Skip to content


Tasks describe what to do with the data. OpenML covers several task types, such as classification and clustering. Tasks are containers including the data and other information such as train/test splits, and define what needs to be returned. They are machine-readable so that you can automate machine learning experiments, and easily compare algorithms evaluations (using the exact same train-test splits) against all other benchmarks shared by others on OpenML.

Collaborative benchmarks

Tasks are real-time, collaborative benchmarks (e.g. see MNIST below). In the Analysis tab, you can view timelines and leaderboards, and learn from all prior submissions to design even better algorithms.

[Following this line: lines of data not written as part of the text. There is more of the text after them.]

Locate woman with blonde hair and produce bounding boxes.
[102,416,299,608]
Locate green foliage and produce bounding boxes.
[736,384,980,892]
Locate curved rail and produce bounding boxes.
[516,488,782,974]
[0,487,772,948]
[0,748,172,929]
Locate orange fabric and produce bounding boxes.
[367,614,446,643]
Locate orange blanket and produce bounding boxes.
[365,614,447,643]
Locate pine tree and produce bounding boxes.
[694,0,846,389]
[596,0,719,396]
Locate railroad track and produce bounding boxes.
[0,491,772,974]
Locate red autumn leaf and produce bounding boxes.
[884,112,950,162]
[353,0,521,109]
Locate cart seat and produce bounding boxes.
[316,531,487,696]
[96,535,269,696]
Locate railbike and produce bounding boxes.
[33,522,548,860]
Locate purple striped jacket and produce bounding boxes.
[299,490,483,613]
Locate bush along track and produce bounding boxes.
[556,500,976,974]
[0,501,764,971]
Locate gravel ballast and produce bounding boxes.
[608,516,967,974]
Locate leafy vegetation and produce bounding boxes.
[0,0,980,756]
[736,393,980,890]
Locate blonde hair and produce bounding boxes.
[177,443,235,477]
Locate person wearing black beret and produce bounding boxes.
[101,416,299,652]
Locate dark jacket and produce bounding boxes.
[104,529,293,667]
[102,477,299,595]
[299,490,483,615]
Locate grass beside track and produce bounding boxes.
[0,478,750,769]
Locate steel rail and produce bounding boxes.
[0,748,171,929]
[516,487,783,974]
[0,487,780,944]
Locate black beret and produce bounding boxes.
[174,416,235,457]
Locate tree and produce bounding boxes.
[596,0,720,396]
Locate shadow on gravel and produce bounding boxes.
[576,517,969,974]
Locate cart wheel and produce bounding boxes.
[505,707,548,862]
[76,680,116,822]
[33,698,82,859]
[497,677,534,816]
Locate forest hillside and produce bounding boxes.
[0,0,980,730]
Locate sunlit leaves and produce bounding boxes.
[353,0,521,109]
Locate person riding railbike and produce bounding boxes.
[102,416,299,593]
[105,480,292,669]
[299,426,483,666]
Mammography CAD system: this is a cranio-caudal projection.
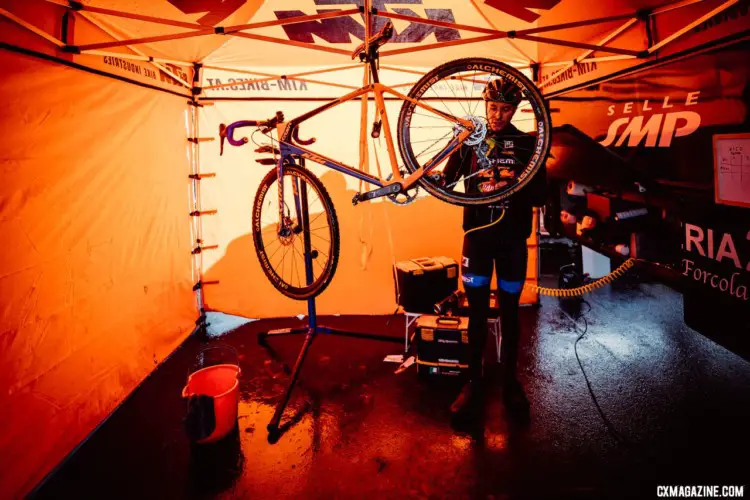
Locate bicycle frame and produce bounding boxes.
[276,79,474,229]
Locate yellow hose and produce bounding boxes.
[464,208,505,235]
[465,209,637,297]
[525,258,636,297]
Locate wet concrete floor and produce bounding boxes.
[33,278,750,499]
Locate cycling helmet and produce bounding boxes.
[482,77,523,106]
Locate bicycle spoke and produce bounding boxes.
[417,132,453,158]
[292,242,307,287]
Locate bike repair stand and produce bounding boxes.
[258,164,401,441]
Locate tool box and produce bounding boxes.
[414,315,471,377]
[394,257,458,314]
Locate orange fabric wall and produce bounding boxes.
[200,101,537,318]
[0,50,197,498]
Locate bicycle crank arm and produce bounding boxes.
[352,182,403,205]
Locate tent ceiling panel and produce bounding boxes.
[206,0,536,67]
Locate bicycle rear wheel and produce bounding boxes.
[253,165,339,300]
[398,57,551,205]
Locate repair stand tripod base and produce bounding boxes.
[258,165,401,443]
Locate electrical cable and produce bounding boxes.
[560,300,631,445]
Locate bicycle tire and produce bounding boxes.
[252,164,340,300]
[397,57,552,206]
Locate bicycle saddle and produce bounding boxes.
[352,19,393,59]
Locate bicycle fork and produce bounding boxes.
[276,147,317,286]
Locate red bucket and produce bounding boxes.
[182,346,240,443]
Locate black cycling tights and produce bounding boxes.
[461,230,529,380]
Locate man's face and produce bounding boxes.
[486,101,516,132]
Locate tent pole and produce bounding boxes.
[541,17,638,88]
[0,8,65,48]
[516,33,644,57]
[364,0,372,54]
[578,55,636,62]
[516,14,633,35]
[375,10,506,35]
[188,63,210,328]
[223,9,359,34]
[78,28,215,52]
[471,0,534,63]
[228,31,352,57]
[648,0,740,54]
[46,0,206,30]
[74,12,192,89]
[380,34,507,57]
[651,0,704,16]
[203,76,358,90]
[81,50,193,67]
[203,64,364,78]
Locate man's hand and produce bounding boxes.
[427,172,446,187]
[479,180,508,193]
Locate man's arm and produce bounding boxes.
[443,145,470,189]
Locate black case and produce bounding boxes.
[457,290,500,318]
[394,257,458,314]
[415,315,471,377]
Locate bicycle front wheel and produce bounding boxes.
[398,57,551,205]
[253,165,339,300]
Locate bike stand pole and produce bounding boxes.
[258,159,401,441]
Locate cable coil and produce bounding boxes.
[525,258,637,297]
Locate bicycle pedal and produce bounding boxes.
[354,182,403,205]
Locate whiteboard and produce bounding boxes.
[714,134,750,207]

Discover the best algorithms

All algorithms evaluated on the same task (with the same train-test splits) can be directly compared to each other, so you can easily look up which algorithms perform best overall, and download their exact configurations. Likewise, you can look up the best algorithms for similar tasks to know what to try first.

Automating benchmarks

You can search and download existing tasks, evaluate your algorithms, and automatically share the results (which are stored in a run). Here's what this looks like in the Python API. You can do the same across hundreds of tasks at once.

    from sklearn import ensemble
    from openml import tasks, runs

    # Build any model you like
    clf = ensemble.RandomForestClassifier()

    # Download any OpenML task (includes the datasets)
    task = tasks.get_task(3954)

    # Automatically evaluate your model on the task
    run = runs.run_model_on_task(clf, task)

    # Share the results on OpenML.

You can create new tasks via the website or via the APIs as well.